Женщина внимательно смотрела на дитя. В этот момент прежнее встревоженное выражение со сжатыми губами испуганной матери стало постепенно возвращаться на ее лицо.
— Что это с тобой случилось? — спросил Альберт. — Это встревожило тебя, да? Но нельзя же рассчитывать на то, что она войдет в норму на каких-то четырех паршивых унциях. Так что не глупи.
— Альберт, подойди-ка сюда.
— Что?
— Я сказала, подойди сюда.
Он подошел и встал рядом с ней.
— Посмотри повнимательнее и скажи, ты не замечаешь никакой разницы?
Он присмотрелся к ребенку.
— Мне кажется, Мейбл, что она покрупнела, если ты это имеешь в виду. Покрупнела и потолстела.
— Возьми ее, — приказала жена. — Иди, подними её.
Он протянул руки и поднял ребенка с материнских коленей.
Боже мой! — воскликнул он. — Да она весит целую тонну.
— Вот именно.
Но разве это не чудесно! — воскликнул он, просияв. — Готов биться об заклад, что она уже сейчас пришла в полную норму!
— Это-то меня и пугает, Альберт.
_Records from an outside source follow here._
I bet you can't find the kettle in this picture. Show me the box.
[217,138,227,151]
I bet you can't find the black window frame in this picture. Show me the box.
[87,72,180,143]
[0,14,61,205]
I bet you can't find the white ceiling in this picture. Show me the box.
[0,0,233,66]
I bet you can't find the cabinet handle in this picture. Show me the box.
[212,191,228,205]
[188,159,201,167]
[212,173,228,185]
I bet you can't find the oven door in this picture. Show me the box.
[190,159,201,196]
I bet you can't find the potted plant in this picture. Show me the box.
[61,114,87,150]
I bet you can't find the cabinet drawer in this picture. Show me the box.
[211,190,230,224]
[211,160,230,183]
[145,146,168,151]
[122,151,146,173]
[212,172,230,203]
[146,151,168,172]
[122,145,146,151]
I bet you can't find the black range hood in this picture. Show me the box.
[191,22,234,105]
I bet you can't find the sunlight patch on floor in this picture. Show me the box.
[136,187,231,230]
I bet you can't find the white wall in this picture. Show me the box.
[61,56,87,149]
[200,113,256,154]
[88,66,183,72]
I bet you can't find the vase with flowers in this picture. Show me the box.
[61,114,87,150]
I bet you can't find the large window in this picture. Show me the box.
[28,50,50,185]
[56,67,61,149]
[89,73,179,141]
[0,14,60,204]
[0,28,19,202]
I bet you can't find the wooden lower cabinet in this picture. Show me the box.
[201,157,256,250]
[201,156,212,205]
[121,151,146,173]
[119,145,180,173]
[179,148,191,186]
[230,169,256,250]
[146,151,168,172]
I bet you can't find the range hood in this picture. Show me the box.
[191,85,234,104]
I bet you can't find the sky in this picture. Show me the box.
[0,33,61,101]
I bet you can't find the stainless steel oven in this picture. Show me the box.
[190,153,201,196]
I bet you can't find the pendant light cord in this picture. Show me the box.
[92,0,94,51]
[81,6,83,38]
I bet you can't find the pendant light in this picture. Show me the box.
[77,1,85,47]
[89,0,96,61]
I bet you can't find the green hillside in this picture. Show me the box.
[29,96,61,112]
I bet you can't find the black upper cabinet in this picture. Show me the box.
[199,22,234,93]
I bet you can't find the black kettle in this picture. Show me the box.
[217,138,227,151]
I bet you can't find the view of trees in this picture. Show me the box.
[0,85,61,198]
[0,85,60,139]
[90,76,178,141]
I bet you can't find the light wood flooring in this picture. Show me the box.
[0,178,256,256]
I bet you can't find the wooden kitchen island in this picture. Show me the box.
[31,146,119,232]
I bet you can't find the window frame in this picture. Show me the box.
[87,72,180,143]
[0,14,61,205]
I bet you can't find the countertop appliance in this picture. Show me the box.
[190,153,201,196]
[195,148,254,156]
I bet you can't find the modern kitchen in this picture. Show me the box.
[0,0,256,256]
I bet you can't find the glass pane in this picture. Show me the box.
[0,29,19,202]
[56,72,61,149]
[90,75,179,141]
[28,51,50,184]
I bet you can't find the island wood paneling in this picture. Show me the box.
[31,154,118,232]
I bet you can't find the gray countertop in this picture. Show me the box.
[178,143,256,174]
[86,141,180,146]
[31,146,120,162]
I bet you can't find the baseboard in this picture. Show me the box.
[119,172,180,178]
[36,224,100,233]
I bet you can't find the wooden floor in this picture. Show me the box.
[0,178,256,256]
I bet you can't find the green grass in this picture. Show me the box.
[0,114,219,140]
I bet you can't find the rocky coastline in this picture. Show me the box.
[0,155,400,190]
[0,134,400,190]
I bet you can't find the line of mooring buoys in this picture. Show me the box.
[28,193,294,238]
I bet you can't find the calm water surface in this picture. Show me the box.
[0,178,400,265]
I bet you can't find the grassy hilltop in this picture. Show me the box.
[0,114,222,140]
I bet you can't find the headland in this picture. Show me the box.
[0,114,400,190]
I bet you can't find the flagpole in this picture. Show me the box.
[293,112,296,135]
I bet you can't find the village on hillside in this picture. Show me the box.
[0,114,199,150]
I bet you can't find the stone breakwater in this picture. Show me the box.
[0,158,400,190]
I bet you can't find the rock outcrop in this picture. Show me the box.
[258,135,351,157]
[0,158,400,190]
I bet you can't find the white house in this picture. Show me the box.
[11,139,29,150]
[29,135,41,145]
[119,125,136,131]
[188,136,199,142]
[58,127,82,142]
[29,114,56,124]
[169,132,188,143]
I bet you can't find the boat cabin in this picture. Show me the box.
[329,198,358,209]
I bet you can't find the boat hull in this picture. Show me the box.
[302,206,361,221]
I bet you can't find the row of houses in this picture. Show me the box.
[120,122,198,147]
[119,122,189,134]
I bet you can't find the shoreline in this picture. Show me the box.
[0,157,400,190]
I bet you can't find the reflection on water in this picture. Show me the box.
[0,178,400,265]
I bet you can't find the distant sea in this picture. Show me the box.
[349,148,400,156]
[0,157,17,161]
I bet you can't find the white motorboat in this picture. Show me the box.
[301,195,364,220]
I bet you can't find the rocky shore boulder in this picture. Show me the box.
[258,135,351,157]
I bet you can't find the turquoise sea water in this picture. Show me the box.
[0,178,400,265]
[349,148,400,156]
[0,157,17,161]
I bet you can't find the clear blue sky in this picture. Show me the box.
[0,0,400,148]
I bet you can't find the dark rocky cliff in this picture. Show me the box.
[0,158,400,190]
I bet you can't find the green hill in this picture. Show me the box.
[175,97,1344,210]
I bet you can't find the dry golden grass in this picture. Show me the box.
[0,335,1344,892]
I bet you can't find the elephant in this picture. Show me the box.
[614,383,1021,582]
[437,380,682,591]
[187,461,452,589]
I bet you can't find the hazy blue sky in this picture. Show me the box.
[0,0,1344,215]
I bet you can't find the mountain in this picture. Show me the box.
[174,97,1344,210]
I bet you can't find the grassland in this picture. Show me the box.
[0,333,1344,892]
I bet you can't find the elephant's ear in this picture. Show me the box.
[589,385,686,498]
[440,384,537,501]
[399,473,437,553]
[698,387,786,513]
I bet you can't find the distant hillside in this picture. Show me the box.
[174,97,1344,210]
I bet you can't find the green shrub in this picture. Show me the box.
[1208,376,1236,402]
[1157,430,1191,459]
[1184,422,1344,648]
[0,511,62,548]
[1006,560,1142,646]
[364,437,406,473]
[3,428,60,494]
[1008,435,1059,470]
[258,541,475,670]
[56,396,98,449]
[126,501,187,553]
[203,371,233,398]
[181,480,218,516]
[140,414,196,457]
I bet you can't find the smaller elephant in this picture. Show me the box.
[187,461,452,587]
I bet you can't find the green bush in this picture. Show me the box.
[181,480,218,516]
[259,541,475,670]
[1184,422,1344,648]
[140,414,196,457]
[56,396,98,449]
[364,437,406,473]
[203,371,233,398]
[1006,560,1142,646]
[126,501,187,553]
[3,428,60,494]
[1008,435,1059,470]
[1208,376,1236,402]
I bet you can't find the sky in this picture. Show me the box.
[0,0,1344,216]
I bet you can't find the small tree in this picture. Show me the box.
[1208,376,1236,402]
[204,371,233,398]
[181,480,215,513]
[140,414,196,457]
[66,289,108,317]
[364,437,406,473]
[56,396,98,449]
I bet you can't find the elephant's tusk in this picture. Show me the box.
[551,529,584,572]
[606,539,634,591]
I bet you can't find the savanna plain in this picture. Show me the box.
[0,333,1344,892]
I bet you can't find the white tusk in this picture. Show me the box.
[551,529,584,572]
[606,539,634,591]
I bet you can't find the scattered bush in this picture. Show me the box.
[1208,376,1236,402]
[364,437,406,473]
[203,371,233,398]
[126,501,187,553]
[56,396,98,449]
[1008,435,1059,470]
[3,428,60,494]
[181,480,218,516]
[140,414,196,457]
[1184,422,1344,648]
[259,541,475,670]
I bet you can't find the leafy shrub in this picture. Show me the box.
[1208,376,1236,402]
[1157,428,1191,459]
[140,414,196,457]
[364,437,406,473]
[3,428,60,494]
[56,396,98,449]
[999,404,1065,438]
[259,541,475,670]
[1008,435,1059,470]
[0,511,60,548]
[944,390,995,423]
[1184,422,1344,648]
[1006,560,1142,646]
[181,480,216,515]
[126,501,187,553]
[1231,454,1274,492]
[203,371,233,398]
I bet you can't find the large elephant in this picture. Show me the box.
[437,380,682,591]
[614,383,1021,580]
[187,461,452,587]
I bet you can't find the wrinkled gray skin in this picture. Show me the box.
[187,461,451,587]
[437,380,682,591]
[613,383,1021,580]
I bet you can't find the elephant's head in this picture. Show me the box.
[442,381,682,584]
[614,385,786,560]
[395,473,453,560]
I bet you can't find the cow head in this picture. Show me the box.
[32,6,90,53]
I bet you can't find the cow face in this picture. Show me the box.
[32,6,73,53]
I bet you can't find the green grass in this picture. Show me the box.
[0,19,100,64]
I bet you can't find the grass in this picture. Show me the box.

Слишком быстро.
— Глупости говоришь, женщина.
— И все из-за этого твоего мерзкого молочка, — проговорила миссис Тейлор. — Ненавижу его.
— В маточном молочке нет ничего мерзкого, — с оттенком возмущения ответил муж.
— Альберт, не будь дураком! Ты что, считаешь, что это нормально, когда ребенок с такой скоростью набирает вес?
— На тебя не угодишь! — воскликнул он. — Ты цепенеешь от страха, когда она худеет, а сейчас, когда она стала набирать вес, тебя охватил ужас! Что с тобой, Мейбл?
Женщина с ребенком на руках встала с кресла и направилась в сторону двери.
— Единственное, что я могу сказать, — промолвила она, — это то, что мне повезло, что я нахожусь здесь и могу проследить, чтобы ты больше не давал ей его, вот и все.
Она вышла, и через открытую дверь Альберту было видно, как она пересекла холл, подошла к нижней ступеньке лестницы и стала подниматься. На третьей или четвертой ступеньке она внезапно остановилась и так простояла несколько секунд, словно что-то припоминая, затем повернулась, довольно быстро спустилась и снова вошла в комнату.
— Альберт, — сказала она.
— Да?
— Я полагаю, в той последней бутылочке, что мы дали ей только что, не было ни капли твоего маточного молочка?
— Не понимаю, с чего бы тебе так полагать, Мейбл.
— Альберт!
— Что случилось? — спросил он мягким, невинным тоном.
— Как ты посмел! — прокричала женщина.
На крупном бородатом лице Альберта Тейлора появилось страдальческое, озадаченное выражение.
— Я полагаю, тебе бы надо радоваться; что она получила новую большую дозу этого вещества. Лично я радуюсь этому. Это действительно большая доза, Мейбл, поверь мне.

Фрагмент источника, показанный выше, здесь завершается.